"Give me that fusil," commanded Radisson. I took up the gun, which was ready loaded, and passed it to him. Lifting it, he fired in the air. There was no answer save a dull echo and the lap-lap of water on our sides. Black Michael went gray with sheer fright.

"Strange," exclaimed Radisson again, and even his deep voice was shaken. "What think you of it, Jean?"
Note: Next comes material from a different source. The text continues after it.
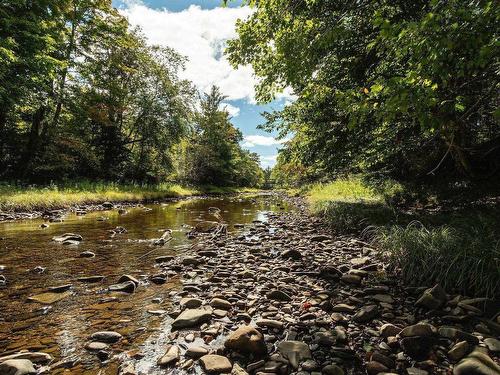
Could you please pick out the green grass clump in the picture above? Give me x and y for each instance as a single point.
(463, 259)
(350, 204)
(27, 198)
I remembered later how then he turned to the man he hated above all others, and I respected him the more for it. Gib, for it was he whom Radisson addressed, leaned over and snatched something from the water.

"This, Sieur Radisson."

He held up a dripping object. We all stared at it, then I felt my heart leap, and I uttered a cry of horror—for the thing was the front cover of my father's Bible!

CHAPTER VIII.
DESERTED.

Even that hardened villain Gib was shocked at this discovery. He handed the soaked leather cover to me in silence, and when I raised my face I saw Radisson gazing at me, a great sadness in his eyes. I stammered out what the thing was, and thereafter silence fell upon us all.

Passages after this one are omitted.